То, что пример я привел не плохой, а очень плохой, дошло не сразу. Только когда Саёри посмотрела на меня ласково, как на дурачка, и спросила:
— Гару, ты о чем? Что еще за «Крокодил»? И какие там сходки ты посещаешь, м?
(колесо
Под аккомпанемент музыки из клуба знатоков «Что? Где? Когда?» (абсолютно мерзкая, кстати, передача, где холеные мужики в дорогущих гостюмах пытаются отжать шестьдесят кусков у пенсионерки Марфы Петровны из села Нижние Залупки) я принялся усиленно искать подходящую отговорку. Крокодил-то еще ладно, выкручусь, а вот со второй частью проблема. То, что знает Саёри, рано или поздно узнает и Моника. А мне как-то не улыбается, чтоб ревнивая глава клуба взвинтилась из-за моих похождений.
(мы оставили Трезора без присмотра, без надзора)
— Крокодилом называется игра такая, — пояснил я, — научу тебя потом. А сходки эт я так сказал, на самом деле мы просто в видеочате сидим играем. Ничего такого.
Поначалу мордашка у нее так и оставалась нахмуренная, поэтому я грешным делом подумал, что не проявил достаточной убедительности.
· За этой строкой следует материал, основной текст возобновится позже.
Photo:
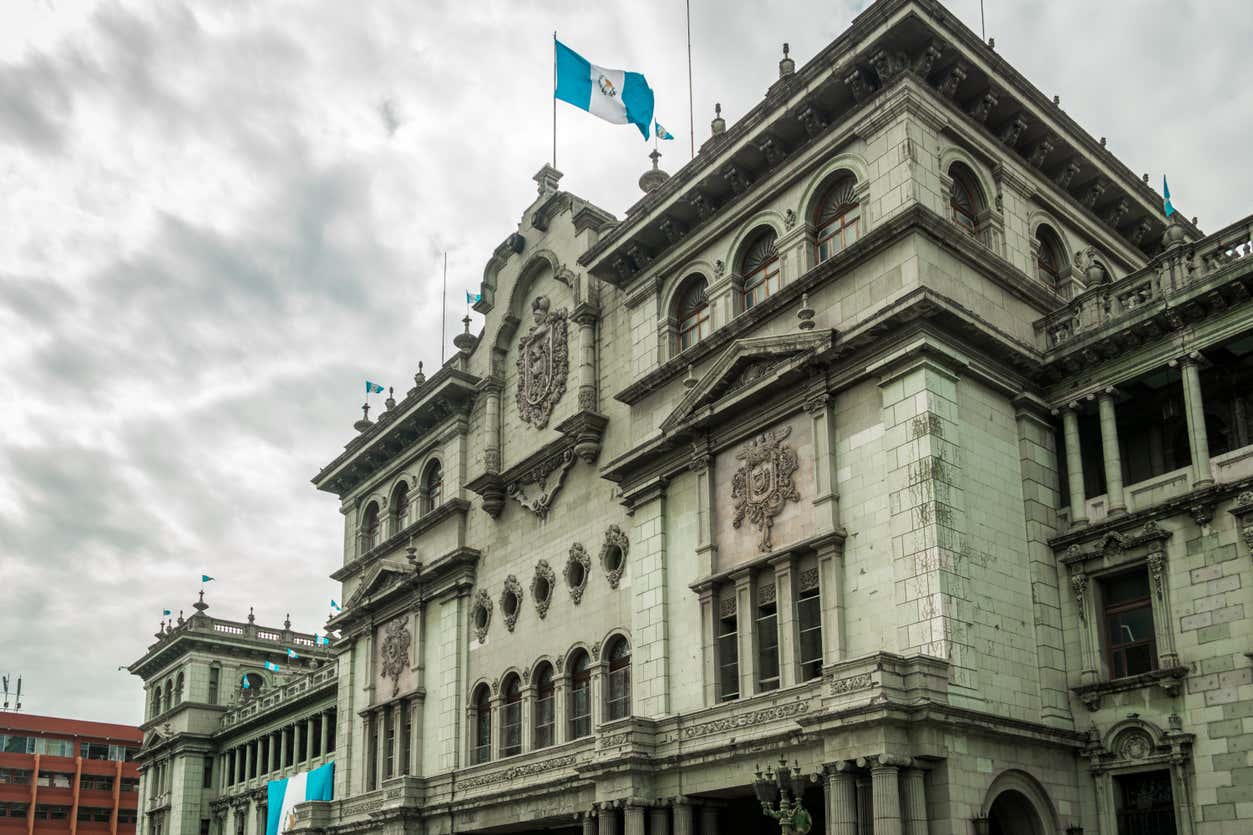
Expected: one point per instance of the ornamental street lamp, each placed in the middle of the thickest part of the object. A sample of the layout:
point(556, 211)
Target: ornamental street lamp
point(781, 792)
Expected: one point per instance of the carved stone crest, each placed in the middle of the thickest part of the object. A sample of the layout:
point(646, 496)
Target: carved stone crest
point(543, 364)
point(613, 554)
point(394, 652)
point(763, 483)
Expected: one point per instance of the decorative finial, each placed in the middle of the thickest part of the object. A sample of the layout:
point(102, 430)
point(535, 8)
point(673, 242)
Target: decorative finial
point(718, 126)
point(787, 67)
point(365, 423)
point(654, 177)
point(806, 314)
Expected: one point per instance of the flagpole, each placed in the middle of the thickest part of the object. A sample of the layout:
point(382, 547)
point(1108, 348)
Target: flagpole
point(692, 124)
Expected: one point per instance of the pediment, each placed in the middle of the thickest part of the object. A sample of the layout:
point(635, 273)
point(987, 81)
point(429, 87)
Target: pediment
point(749, 364)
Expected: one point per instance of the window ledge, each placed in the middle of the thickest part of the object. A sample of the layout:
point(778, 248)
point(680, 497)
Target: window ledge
point(1169, 680)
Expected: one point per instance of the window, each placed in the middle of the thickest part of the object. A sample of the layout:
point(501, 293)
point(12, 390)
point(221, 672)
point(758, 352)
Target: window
point(432, 487)
point(483, 725)
point(961, 201)
point(767, 647)
point(511, 719)
point(545, 707)
point(1144, 804)
point(1128, 619)
point(692, 312)
point(400, 505)
point(580, 695)
point(759, 270)
point(837, 220)
point(808, 618)
point(389, 745)
point(370, 525)
point(619, 680)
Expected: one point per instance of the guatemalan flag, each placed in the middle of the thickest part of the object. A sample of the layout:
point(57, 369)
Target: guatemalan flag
point(614, 95)
point(283, 794)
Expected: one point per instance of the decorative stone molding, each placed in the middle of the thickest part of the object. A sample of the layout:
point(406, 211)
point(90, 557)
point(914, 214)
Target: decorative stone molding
point(763, 485)
point(613, 554)
point(480, 613)
point(511, 601)
point(543, 364)
point(578, 566)
point(394, 652)
point(548, 475)
point(541, 587)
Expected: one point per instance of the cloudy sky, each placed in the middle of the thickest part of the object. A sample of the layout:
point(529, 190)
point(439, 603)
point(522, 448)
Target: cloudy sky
point(219, 217)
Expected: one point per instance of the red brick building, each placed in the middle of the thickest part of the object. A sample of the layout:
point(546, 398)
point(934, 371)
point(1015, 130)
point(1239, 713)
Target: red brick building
point(60, 775)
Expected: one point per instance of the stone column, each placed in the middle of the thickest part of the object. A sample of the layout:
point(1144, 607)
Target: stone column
point(887, 795)
point(659, 820)
point(1115, 503)
point(1074, 465)
point(634, 819)
point(1194, 406)
point(608, 819)
point(682, 816)
point(915, 801)
point(708, 820)
point(841, 800)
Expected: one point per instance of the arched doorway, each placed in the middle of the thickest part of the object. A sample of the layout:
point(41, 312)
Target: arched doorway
point(1013, 814)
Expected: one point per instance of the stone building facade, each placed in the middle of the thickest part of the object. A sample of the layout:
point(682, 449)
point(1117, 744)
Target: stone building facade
point(897, 435)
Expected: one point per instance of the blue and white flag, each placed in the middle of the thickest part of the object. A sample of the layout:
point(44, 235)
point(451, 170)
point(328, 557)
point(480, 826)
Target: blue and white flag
point(614, 95)
point(283, 794)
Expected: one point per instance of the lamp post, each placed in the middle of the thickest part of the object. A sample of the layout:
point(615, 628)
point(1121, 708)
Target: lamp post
point(781, 794)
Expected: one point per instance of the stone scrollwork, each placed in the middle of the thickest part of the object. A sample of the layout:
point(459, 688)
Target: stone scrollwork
point(613, 554)
point(511, 601)
point(394, 652)
point(578, 566)
point(543, 364)
point(480, 614)
point(546, 477)
point(541, 587)
point(763, 485)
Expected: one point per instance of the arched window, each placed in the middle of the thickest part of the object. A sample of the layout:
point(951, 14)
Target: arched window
point(962, 203)
point(370, 525)
point(432, 487)
point(511, 719)
point(483, 724)
point(580, 695)
point(692, 311)
point(400, 505)
point(759, 268)
point(618, 701)
point(545, 707)
point(1049, 258)
point(837, 218)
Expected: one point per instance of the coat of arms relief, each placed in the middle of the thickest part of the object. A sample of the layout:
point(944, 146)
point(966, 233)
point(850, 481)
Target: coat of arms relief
point(763, 485)
point(543, 364)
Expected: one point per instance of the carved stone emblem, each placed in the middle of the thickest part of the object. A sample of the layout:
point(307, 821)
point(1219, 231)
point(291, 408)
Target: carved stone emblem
point(613, 554)
point(543, 364)
point(394, 653)
point(763, 483)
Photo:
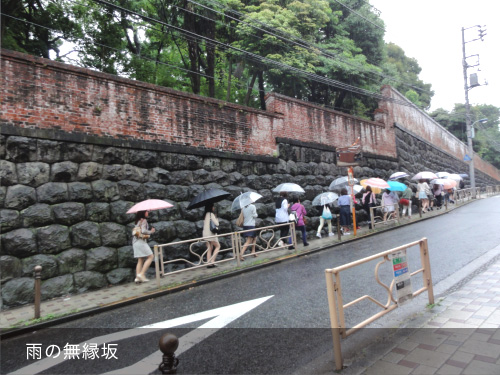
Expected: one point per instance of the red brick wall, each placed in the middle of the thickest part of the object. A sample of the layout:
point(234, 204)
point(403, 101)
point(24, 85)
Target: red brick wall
point(40, 93)
point(309, 122)
point(419, 123)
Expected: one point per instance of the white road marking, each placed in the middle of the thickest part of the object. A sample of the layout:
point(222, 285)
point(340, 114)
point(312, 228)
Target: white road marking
point(222, 316)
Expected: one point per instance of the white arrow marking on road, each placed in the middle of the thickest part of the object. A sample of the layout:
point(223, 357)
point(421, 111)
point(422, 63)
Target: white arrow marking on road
point(222, 317)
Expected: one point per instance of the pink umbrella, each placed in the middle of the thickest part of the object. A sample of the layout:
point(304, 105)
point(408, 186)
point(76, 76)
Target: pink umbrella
point(426, 175)
point(375, 182)
point(149, 205)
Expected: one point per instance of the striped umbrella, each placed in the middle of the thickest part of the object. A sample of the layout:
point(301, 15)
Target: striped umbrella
point(377, 184)
point(398, 175)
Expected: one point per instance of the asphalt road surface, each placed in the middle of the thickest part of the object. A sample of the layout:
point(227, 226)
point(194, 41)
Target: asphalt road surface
point(273, 320)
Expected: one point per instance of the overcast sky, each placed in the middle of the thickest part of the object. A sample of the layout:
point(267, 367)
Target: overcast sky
point(431, 32)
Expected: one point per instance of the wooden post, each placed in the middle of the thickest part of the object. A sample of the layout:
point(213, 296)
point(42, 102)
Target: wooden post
point(38, 290)
point(330, 291)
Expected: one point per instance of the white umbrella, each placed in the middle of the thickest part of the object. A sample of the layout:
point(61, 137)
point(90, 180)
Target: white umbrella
point(445, 182)
point(456, 177)
point(397, 175)
point(424, 176)
point(245, 199)
point(340, 183)
point(442, 174)
point(289, 187)
point(324, 198)
point(357, 188)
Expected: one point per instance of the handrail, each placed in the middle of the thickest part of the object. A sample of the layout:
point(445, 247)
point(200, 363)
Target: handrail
point(232, 243)
point(334, 290)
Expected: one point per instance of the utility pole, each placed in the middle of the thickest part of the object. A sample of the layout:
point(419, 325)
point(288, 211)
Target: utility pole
point(465, 65)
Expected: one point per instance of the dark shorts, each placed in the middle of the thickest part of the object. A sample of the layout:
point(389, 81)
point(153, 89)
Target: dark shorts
point(249, 234)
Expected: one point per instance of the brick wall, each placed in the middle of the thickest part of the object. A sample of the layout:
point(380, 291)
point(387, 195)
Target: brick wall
point(422, 125)
point(43, 94)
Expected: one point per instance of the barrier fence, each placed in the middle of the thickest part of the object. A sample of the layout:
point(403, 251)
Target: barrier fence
point(402, 281)
point(230, 244)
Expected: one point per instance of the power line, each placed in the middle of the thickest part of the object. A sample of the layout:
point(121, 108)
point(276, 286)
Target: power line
point(264, 60)
point(359, 15)
point(118, 50)
point(304, 44)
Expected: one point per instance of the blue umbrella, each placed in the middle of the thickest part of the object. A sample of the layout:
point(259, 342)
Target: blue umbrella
point(396, 186)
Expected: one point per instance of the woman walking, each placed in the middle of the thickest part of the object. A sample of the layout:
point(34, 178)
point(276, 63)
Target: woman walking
point(142, 251)
point(249, 215)
point(345, 211)
point(326, 215)
point(423, 194)
point(211, 237)
point(301, 213)
point(368, 201)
(завалил красную проверку)
Но волновался зря. Че-т я в последнее время дохрена волнуюсь и все по ерундовым поводам. Скоро сердечко кашлять начнет, тогда-то я и выясню, где здесь, в этом светлом и прекрасном городе, располагается погост.
— Только не забудь! — предостерегла Саёри, — может, даже вместе сыграем.
— Не забуду, — пообещал я.
(лучше не говори ей, что как только возвратишься домой в свое родное Чертаново, вообще с играми завяжешь на неопределенный срок. чтоб в следующий раз не проснуться в каком-нибудь думе, крусадерах или стелларисе)
— Сегодня удалось поработать? — спросил я.
— Немного, — отозвалась подруга, — собрание же раньше срока кончилось, да и настроение у всех испортилось, а в таком состоянии лучше не рисовать. Поэтому только совсем чуток успела сделать. Но можешь посмотреть, если хочешь.
Она вновь зашуршала страничками, открывая новые рисунки. Я терпеливо ждал. Котики, горка печенья с кусочками шоколада, портрет девушки, отчего-то как две капли воды похожей на оторву Харли Квинн в исполнении Марго Робби… это все было занятно, но не очень-то меня интересовало. Я ждал последнего рисунка. Но так до него и не добрался.
Потому что где-то листов за восемь до конца перед моим взором предстал пейзаж. Саёри отчего-то замешкалась на нем, послюнила палец, дабы перевернуть страницу… и этого промедления мне хватило, чтобы сердце ухнуло в пятки, а на спине выступил холодный пот.
Поначалу я не увидел ничего особенного — просто милая, живописная штука. Панорама крутого холма, усеянного полевыми цветами. И холм, и вообще вся картина отливала рыжиной — Саёри выбрала тот момент, где закат уже начинает перетекать в сумерки. На холме высилось одинокое дерево. Неспроста одинокое — даже в отдалении оно казалось настолько здоровенным, что еще одному такому великану места бы там не нашлось. Дерево явно было запечатлено осенью, потому что часть листьев с него уже облетела и теперь лежала у корней. Остальные же плавали по спектру цветов от желтого до почти красного. Видно, что оттенков у Сайки в арсенале не так уж много, но теми, что есть, она пользоваться умеет.